Selain dipengaruhi oleh perkembangan fisik, kognitif, emosi, sosial dan moral yang pesat. Identitas diri juga dipengaruhi oleh berbagai faktor antara lain (Erickson, 1989):

1. Perkembangan Para Remaja

Menurut Erikson Proses identitas diri sudah berlangsung sejak anak mengembangkan kebutuhan akan rasa percaya (trust), otonomi diri (autonomy), rasa mampu berinisiatif (initiative), dan rasa mampu menghasilkan sesuatu (industry). Keempat komponen ini memberikan kontribusi kepada pembentukan identitas diri.

2. Pengaruh Keluarga

Keluarga yang mempunyai pola asuh yang berbeda akan mempengaruhi proses pembentukan identitas diri remaja secara berbeda pula. Contohnya, keluarga yang menerapkan pola asuh otoriter yang mana orang tua mengontrol setiap perilaku anaknya tanpa memberikan mereka kesempatan untuk mengekspresikan opini dan perasaannya akan mengembangkan identitas diri yang mengarah pada bentuk foreclosure. Sebaliknya orang tua yang permissive, hanya menyediakan sedikit pengarahan kepada anaknya, akan mengembangkan identitas diri yang mengarah pada bentuk diffuse (Santrock,1998).

Selain itu, menurut stuart, dkk orang tua yang mengembangkan sikap enabling (menerangkan, menerima, empati) akan lebih membantu remaja dalam proses pembentukan identitas dirinya dibandingkan orang tua yang mengembangkan sikap constraining (selalu menilai dan dievaluasi).

3. Pengaruh Individuasi dan Connectedness

Atmosfir hubungan keluarga akan membantu pembentukan identitas diri remaja dengan cara merangsang individualitas dan ketertarikan satu sama lain (connectedness).

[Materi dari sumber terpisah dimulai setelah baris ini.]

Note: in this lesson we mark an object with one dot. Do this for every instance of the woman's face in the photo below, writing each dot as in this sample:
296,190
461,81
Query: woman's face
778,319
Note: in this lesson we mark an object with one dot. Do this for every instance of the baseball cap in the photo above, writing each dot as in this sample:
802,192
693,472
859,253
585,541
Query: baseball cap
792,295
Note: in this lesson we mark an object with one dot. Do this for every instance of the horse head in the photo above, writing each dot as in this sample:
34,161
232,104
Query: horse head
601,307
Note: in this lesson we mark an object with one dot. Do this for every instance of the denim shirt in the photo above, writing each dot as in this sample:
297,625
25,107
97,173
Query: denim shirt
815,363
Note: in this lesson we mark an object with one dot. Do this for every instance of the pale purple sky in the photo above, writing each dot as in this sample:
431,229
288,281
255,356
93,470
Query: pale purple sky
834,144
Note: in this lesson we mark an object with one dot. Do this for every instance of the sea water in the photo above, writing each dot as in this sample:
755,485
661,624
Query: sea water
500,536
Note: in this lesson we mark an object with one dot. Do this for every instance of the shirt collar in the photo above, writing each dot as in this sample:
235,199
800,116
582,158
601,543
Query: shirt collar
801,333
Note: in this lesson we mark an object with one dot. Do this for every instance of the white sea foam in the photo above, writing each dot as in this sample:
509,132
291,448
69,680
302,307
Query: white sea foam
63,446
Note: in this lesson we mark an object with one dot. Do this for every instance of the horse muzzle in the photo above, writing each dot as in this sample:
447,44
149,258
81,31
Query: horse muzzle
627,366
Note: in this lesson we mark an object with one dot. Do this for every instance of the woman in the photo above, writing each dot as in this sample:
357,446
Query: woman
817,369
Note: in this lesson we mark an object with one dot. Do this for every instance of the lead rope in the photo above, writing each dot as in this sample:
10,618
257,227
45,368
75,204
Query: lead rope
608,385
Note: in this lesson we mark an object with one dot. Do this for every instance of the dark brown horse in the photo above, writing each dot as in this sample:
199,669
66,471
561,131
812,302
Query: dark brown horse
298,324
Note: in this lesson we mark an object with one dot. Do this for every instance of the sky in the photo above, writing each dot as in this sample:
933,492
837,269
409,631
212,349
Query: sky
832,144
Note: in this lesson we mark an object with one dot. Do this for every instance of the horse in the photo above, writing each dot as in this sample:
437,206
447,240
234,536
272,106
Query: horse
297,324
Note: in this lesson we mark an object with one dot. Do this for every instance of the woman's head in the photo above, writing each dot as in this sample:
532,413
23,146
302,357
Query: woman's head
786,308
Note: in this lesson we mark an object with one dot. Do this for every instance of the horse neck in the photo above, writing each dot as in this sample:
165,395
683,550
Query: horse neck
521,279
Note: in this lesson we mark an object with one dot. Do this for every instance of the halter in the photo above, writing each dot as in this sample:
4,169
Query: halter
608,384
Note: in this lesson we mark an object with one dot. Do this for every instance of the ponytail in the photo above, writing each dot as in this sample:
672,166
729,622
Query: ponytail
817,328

Individualitas menyangkut kemampuan individu dalam mengemukakan pendapatnya, perasaan bahwa dirinya berbeda dengan orang lain atau anggota keluarga yang lain.

Sedangkan connectedness berkaitan dengan kebersamaan, sensitivitas, keterbukaan terhadap kritik dan aspek terhadap pendapat orang lain. Jadi keluarga yang dapat memberikan kesempatan remaja untuk mengemukakan pendapatnya dan memberikan tempat aman bagi mereka untuk mengeksplorasi lingkungan sosial yang lebih luas. Walaupun demikian, kedua komponen tersebut tidak selalu tinggi. Bila faktor individuasi lemah sedangkan faktor connectedness tinggi, maka individu akan mengembangkan identitas diri yang mengarah pada bentuk foreclosure. Sebaliknya, jika kedua faktor tersebut lemah, maka individu akan mengembangkan identitas diri yang mengarah pada bentuk diffuse.

Selain faktor-faktor di atas, masih ada beberapa faktor yang turut mempengaruhi pembentukan identitas diri, antara lain: banyaknya model atau contoh, adanya permasalahan pribadi, toleransi lingkungan terhadap apa yang mereka lakukan serta umpan balik yang realistis mengenai diri mereka dari lingkungan tempat mereka berada.